Who among us has not read Prince Caspian, the second of the Narnia books (unless you are devoted to the new numbering system on some editions)? Well, HarperCollins is talking to other people when they encourage young and old alike to read the book before seeing the movie. The publisher’s webpage has information about the book, book-related games, and a contest for a trip to the movie premiere in New York (opening in less than two months). Facebook users can catch a bit of buzz over here.
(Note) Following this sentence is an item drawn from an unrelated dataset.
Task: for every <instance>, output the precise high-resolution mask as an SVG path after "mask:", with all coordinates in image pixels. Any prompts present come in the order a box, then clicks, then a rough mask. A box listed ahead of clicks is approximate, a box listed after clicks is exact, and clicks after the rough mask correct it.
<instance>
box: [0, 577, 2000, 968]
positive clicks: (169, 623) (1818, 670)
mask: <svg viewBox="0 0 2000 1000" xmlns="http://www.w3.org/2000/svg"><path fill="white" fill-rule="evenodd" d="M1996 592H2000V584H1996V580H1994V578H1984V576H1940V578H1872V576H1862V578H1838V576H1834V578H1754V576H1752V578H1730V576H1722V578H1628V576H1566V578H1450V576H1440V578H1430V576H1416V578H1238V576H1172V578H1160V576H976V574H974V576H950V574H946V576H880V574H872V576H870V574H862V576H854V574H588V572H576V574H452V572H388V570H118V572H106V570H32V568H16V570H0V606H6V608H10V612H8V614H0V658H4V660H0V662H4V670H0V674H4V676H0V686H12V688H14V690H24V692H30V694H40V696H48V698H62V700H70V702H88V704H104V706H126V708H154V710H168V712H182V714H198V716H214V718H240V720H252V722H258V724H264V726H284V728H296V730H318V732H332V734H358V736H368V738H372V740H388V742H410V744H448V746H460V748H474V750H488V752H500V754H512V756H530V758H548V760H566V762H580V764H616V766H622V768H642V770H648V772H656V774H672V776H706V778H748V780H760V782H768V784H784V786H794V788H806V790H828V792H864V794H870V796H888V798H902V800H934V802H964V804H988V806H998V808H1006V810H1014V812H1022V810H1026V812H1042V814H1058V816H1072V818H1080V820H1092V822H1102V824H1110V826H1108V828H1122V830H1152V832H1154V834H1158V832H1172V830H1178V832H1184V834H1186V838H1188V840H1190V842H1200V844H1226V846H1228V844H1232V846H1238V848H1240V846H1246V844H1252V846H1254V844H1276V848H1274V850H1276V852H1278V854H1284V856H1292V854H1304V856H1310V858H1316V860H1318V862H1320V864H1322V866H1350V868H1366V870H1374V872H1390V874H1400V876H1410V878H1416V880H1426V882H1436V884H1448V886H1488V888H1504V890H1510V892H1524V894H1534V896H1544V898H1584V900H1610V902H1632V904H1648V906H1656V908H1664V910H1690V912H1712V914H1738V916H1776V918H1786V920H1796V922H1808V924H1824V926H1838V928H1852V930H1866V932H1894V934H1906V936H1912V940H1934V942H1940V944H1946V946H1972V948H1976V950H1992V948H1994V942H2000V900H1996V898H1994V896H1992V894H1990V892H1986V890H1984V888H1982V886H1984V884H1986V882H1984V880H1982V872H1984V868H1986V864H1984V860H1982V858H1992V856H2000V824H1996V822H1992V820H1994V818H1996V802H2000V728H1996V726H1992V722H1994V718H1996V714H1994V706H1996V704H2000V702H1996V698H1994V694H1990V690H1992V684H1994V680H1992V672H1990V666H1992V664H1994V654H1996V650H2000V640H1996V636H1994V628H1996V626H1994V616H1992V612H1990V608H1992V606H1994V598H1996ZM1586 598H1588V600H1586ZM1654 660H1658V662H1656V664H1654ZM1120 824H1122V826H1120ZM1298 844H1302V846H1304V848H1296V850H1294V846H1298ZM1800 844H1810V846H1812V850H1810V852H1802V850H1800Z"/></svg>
The publisher has added something new to The Chronicles of Narnia: Prince Caspian Movie Tie-in Edition, “an 8-page, fold-out insert based on C. S. Lewis’s own timeline conceived for Narnia.” This is a hard-bound edition of all seven books and a “special full-color timeline, recreated from C. S. Lewis’s original and paired with Pauline Baynes’ classic full-color illustrations for the first time. [It offers] the key to the passage of time in Narnia and Earth by laying the two worlds side by side. Never before has C. S. Lewis’s timeline been included in a complete edition of all seven books of Narnia.”
If that isn’t cool enough, Brandywine Books will have being hosting a Narnia book giveaway someday soon, so tell your friends. I’ll let you know when I can.
The Washington Times has these two reviews:
“Upstream,” in essence, is a Baedeker guide to the men and ideas behind conservatism. The underlying theme for the movement was a strong belief in individual freedom and personal responsibility. The task was tough. As Mr. Regnery astutely notes in his opening pages, in the early 1950s “few people would admit to being conservatives at all, and those who did were thought to have lost their minds.”
I have to pass on this metaphor alert from the Wall Street Journal’s Best of the Web:
“We hit the ground running. We’re at the bottom of the food chain but . . . we have really made a dent up here.”–Sen. Jim Webb (D., Va.) on his time in the Senate so far, quoted in the Washington Post, March 21
Frank links to a review of News stories that set gold standard for journalism. It’s a book on Pulitzer Prize-winning journalism. I wonder if will read like last month’s fish wrap.
The pope baptizes a prominent Italian Muslim.
Italy’s most prominent Muslim, an iconoclastic writer who condemned Islamic extremism and defended Israel, converted to Catholicism Saturday in a baptism by the pope at a Vatican Easter service.
No doubt this will lead to violence somewhere, as does anything that offends “the religion of peace.” But that’s no reason not to celebrate a soul coming home.
Jon Hessler, an author and Minnesotan, died this week. Terry Teachout says Hessler was one of his favorite American authors:
Try thinking of him as a Midwestern John P. Marquand and you’ll get a better idea of what he’s about. ‘Of all the people I know,’ Marquand observed, “only Americans, because of some sort of inferiority complex, keep attempting the impossible and trying to get away from their environment.” Jon Hassler has never made that mistake.